We normally never visit the Eagle River on a Saturday afternoon, especially on the first Saturday of the state’s legislative session. On such day, the road out to the river would normally be jammed with young legislative aides, trying to something to do on their first free weekend.
But this morning, a snow storm dropped on us, hiding mountains and even the little islands that fill Lynn Canal. Aki is still excited to climb in the car. It takes twenty, maybe thirty miles to reach the river. We see few cars on the ride. We are the first one to arrive at the river’s parking lot.

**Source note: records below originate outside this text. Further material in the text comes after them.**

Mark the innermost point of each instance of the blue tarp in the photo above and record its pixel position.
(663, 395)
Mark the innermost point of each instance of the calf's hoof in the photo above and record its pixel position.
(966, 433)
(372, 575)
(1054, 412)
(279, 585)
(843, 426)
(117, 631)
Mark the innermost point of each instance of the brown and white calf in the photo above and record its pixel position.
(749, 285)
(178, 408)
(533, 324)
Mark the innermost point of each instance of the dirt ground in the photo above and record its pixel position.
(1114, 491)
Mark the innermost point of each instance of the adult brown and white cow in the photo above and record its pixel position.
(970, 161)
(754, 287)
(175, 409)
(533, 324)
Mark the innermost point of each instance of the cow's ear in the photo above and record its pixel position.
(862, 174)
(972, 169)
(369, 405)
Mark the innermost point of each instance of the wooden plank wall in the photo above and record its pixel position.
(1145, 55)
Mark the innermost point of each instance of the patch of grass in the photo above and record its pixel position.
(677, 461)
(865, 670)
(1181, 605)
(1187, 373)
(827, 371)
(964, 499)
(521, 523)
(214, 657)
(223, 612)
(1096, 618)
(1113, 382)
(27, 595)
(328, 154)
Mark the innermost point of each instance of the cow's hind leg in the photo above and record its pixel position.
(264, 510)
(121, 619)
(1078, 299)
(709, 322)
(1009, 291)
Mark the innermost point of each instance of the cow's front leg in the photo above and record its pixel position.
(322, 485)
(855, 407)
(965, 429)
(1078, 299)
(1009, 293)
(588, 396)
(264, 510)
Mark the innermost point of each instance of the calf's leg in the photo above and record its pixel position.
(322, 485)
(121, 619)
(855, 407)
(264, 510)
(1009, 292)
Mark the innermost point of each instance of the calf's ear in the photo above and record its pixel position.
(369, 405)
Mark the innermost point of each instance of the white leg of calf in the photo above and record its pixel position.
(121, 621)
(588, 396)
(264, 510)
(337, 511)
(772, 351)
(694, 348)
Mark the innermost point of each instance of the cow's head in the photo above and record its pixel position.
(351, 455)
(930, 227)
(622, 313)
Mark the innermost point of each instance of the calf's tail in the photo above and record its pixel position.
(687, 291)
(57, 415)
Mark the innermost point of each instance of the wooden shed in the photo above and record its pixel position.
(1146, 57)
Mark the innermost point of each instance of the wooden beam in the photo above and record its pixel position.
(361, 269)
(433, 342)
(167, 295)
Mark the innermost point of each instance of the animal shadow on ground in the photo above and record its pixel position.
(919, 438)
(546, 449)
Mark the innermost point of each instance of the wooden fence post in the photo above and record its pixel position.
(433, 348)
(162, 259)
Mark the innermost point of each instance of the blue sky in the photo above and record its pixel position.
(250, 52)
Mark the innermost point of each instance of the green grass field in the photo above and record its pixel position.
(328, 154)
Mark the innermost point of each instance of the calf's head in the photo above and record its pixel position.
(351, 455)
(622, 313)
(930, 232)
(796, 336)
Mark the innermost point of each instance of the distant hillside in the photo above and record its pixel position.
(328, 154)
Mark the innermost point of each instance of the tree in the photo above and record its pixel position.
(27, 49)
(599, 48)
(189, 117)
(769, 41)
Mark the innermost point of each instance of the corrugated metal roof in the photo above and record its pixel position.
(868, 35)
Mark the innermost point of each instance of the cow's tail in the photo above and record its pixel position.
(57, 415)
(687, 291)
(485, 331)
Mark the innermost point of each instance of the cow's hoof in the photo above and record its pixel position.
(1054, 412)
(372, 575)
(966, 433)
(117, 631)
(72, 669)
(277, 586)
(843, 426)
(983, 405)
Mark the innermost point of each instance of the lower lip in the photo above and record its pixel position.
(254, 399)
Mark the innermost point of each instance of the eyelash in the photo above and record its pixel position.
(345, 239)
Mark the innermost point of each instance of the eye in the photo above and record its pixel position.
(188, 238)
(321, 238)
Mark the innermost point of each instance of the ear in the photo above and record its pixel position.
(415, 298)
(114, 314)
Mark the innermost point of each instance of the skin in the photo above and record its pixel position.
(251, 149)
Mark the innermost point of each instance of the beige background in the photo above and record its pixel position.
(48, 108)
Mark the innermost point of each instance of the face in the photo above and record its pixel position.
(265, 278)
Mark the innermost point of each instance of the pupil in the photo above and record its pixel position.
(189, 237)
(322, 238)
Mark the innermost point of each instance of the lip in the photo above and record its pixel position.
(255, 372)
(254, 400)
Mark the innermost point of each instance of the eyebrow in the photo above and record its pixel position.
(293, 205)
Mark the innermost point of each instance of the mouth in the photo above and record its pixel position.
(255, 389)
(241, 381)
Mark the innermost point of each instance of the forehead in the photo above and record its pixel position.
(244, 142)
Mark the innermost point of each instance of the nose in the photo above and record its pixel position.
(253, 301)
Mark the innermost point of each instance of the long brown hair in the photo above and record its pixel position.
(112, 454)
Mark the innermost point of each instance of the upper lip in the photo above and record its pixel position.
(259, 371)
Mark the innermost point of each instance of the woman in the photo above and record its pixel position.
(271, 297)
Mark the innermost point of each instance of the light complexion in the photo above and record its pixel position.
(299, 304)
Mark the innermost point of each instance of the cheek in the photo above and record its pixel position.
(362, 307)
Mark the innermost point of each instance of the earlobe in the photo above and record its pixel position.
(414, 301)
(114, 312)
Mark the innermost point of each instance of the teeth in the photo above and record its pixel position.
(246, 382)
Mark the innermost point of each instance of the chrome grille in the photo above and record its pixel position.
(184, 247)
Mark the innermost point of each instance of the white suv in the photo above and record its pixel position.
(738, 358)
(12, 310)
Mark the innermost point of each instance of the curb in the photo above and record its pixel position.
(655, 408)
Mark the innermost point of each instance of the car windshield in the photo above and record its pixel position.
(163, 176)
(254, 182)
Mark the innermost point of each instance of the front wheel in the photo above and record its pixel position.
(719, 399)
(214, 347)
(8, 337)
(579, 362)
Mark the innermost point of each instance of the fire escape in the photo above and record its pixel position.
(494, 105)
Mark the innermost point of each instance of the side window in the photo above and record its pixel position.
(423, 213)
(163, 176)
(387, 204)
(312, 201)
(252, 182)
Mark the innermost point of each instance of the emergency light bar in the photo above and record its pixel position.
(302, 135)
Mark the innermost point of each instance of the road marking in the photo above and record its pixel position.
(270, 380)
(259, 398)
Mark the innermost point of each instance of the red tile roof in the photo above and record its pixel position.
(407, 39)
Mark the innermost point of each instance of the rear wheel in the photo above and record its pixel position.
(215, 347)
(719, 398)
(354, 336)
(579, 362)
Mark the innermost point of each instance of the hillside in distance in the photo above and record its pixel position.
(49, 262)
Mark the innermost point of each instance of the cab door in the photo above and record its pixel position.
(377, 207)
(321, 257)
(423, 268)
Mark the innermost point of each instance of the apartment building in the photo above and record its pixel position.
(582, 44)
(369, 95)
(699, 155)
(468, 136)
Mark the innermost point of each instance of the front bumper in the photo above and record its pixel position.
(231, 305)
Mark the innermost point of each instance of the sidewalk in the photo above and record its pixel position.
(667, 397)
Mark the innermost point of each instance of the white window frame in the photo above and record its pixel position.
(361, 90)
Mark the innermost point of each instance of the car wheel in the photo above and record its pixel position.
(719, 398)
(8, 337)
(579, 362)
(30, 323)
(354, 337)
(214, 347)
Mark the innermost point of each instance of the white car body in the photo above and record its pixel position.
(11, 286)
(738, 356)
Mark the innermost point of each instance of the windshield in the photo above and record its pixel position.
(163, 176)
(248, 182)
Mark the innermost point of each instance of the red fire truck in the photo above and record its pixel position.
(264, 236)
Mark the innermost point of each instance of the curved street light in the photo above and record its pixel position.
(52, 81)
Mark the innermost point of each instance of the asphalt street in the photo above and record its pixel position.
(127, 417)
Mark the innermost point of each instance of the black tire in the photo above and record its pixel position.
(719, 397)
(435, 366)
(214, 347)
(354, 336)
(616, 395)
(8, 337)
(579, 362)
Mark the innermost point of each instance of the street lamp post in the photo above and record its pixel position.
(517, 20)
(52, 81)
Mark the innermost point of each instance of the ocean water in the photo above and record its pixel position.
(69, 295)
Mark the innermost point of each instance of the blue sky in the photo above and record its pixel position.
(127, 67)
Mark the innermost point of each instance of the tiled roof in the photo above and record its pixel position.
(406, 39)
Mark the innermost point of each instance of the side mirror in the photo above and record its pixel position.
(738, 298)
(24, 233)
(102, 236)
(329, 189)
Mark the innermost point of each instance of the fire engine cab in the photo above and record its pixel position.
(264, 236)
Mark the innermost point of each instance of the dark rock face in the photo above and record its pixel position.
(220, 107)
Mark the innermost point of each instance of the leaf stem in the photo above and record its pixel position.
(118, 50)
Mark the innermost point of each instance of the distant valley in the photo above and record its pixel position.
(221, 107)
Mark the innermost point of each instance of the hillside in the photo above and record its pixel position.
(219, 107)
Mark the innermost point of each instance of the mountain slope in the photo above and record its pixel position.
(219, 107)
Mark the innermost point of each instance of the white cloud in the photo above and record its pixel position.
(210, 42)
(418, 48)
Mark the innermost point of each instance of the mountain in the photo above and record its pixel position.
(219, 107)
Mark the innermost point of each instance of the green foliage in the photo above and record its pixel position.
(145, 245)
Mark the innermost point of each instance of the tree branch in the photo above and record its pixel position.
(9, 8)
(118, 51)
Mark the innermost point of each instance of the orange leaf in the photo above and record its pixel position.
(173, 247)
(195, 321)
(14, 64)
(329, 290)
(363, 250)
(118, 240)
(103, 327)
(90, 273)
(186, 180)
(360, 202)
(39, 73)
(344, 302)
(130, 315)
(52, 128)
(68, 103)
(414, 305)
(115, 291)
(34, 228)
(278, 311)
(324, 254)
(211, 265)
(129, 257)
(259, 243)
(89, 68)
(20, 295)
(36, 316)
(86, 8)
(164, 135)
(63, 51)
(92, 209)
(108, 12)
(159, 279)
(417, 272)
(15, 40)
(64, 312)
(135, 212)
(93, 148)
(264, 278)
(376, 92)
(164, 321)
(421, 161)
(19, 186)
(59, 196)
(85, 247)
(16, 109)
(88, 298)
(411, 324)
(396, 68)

Aki is slow at first, to follow me down the trail. I wonder if she wants to wait for other dogs to arrive. Now that she is 14 years old, she has greeted many of hiking dogs. There is none to greet her as we move down river. The little dog cheers up when we reach the mouth of the river and watch a small catch of ducks burst into flight.
Sunshine this winter is rare. So, when blue sky replaced the normal gray, we headed off to the glacier. Most of Juneau is still unthawed. But a very thin layer of ice coveres the glacier lake, turning the beach flakey.
Even though there is no wind, the thin of lake ice prevents the glacier and its mountains from reflecting anything. There are small spots on the lake free of ice. I lead Aki across a narrow stream and follow her to a small space where currents opened up slivers of calm, clear water.
I loved the photos I took of the reflected mountain sides. But, I will never forget the beauty of a different photo—a shot of mountains rising above the ice covered lake.
Last night a heavy snow fall covered the upper reaches of Mt. Juneau and its mountain cousins. It was still snowing slightly when we ate breakfast. Then, as I was searching in the kitchen for a bag of tea, the sun appeared.
Even though yesterday a sliver of sun lit up a chunk of shrinking blue sky, I expected today to be weighed down by wet, gray clouds. Aki and I left the house as soon as possible to hike up Basin Road so we could see sunlight almost setting fire to the mountain slopes. Mt. Juneau rose out of the shadowy darkness of the Gold Creek valley. My camera was overblown by intense light bouncing off the steep mountain sides. Then clouds returned, eating the mountain light until it disappeared under a veil of grey.
This morning, no rain fell on Juneau. Even though the skies are the color of the most boring grey, I am still hopeful. Tiny streaks of blue sky suddenly appear as we drive out to a beauty beach. We even see a tiny rainbow but it turns grey as I try to photograph it.
Grey seems to dominate the skies over the old village site as we start down the trail. A stiff wind rises. I am tempted to return to the car when a portion of the sky breaks open, letting strong light fly in all directions. Before I can start believing that our bad weather luck is finally dying, grey clouds return to wipe out the drama. In a hour, the rain returns.